Its injuries did not slow the creature. If anything, it came at him even faster than before. Gathering three more blades in each hand, he crouched with his back against an undamaged portion of the railing, the last barrier before a drop to the atrium below. The troll would be on top of him before he could draw more.

My thread continues, nothing can change that, he reminded himself—not even a toll. So why in Dela’s loom do my knees want to collapse as if they’re made of sand.

The troll was just over two lengths away when he flung the daggers with all the strength he could muster. Blades ravaged its already injured leg, causing it to give way midstride. The troll kept advancing, one leg down, the rest of its body skidding with its momentum. Zeph leapt sideways, but the creature managed to tear leather and skin before slamming through the railing and tumbling to the atrium below.

Zeph staggered to the edge and looked over the shattered railing. Kreeb was scrunched over the sprawled troll in confusion, like a child who’d lost his favorite toy. Breezing down the stairs came Raven, swords drawn and closing on Kreeb when a blanket of darkness consumed the atrium.

Zeph strained for clues on what was going on below, but it was impossible to see. All sound, even the clopping of Raven’s boots, had evaporated.

And then the blackness dissipated like a mist, revealing Raven looking about in confusion. Kreeb had gone missing, and the troll as well.

Zeph spotted the creature. “Behind the crate!” he hollered down.

Raven spun around.

Bloodied, with an arm twisted unnaturally and a leg dragging behind, the troll hobbled toward him. Even in its ragged condition, it was a loathsome monstrosity, a hunter and a killer, never something to be taken lightly. Raven strode forward to meet it.

A swipe from the troll’s usable arm was met with steel. Skin split from shoulder to elbow. Zeph winced at the creature’s tortured screech. Its second attack was rebuffed with more stabbing. As the troll became more cautious, Raven turned into the aggressor. His blades sliced in and out, drawing blood with every merciless attack. The creature stumbled backward from Raven’s cold, calculated onslaught.

He doesn’t want to kill it—not yet. It looked as if Raven was carving it up on purpose, sending a message to its master.

A dozen slashes and thrusts later and the creature was more red than green. The troll had become desperate. Its attacks grew reckless as its injuries mounted. The opportunity to finish its prey was running out. One arm was useless and the other would soon be. It barely stood upright. The troll lurched forward head first. Raven’s blade caught the base of its neck in a glancing blow before their foreheads collided.
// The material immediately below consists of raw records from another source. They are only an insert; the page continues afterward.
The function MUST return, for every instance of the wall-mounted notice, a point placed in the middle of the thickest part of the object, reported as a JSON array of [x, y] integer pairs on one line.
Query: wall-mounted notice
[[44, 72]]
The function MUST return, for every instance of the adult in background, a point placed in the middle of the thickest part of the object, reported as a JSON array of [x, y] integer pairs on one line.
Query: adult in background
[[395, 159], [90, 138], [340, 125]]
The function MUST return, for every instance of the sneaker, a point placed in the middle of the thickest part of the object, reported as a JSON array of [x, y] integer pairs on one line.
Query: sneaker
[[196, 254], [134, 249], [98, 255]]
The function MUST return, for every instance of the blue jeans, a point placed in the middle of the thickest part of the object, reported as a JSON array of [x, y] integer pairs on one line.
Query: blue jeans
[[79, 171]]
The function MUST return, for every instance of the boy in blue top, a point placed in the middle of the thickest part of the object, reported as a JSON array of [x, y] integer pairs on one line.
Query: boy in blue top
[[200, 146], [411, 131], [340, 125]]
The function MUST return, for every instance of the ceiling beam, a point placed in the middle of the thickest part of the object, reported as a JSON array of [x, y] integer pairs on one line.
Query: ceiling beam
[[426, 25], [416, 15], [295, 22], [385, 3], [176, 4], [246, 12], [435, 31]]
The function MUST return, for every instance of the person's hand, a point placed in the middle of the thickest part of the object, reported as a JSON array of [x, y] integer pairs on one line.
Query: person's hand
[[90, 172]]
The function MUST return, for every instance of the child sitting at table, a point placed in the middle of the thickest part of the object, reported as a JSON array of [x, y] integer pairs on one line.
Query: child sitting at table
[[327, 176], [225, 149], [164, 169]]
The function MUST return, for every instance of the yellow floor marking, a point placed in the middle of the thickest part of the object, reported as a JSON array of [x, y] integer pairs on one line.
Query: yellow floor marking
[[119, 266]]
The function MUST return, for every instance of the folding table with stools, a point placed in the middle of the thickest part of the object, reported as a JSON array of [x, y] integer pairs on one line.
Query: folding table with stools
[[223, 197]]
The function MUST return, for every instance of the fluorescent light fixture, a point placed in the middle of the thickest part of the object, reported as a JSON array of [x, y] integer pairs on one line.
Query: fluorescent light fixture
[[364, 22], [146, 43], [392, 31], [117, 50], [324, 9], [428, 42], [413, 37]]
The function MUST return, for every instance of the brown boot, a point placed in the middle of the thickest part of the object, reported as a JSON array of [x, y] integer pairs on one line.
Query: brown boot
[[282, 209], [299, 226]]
Raven swayed. A long-nailed claw grabbed a fistful of cloak and swung outward, smashing Raven against the wooden wall of a closed shop. His entire body shuddered with the impact, and his swords fell from his grasp. The troll gave a pealing cry and began to batter Raven against the wall again and again.

He was done for. Finished. Unless… Zeph drew Venytier.

Raven’s body slammed into the wall for a fourth time as Venytier spun through the air. The point of the dagger arced toward the troll gracefully before sinking into its upper shoulder. The wound was not fatal, but the troll dropped Raven’s limp body and came after Zeph. It pulled itself up onto the crate.

Zeph gave it everything he had, peppering its shoulders and chest with throwing daggers. A few bounced off its thick-skulled head as it climbed to the landing. The troll stumbled toward him, reeking of body odor and blood. Zeph gripped two daggers in each hand—his last. Then shoved the twin blades forward.

Steel delved into guts. The troll convulsed, and for a moment Zeph thought it was over. A hardened forearm came slinging out, catching him below the chin and snapping his head backward.

The last thing he saw was a glimpse of the chandelier—oh, what good times we’ll miss—as his feet left the ground and his shoulder blades crashed against hard stone.


Section Break


King Hybris lie unmoving in shock. He mumbled occasionally as Cahrin tended his wounds. They were deep, and anything she used to stanch the bleeding became soaked through in a matter of moments.

She had thought the battle long over when she saw the troll climb back to the landing.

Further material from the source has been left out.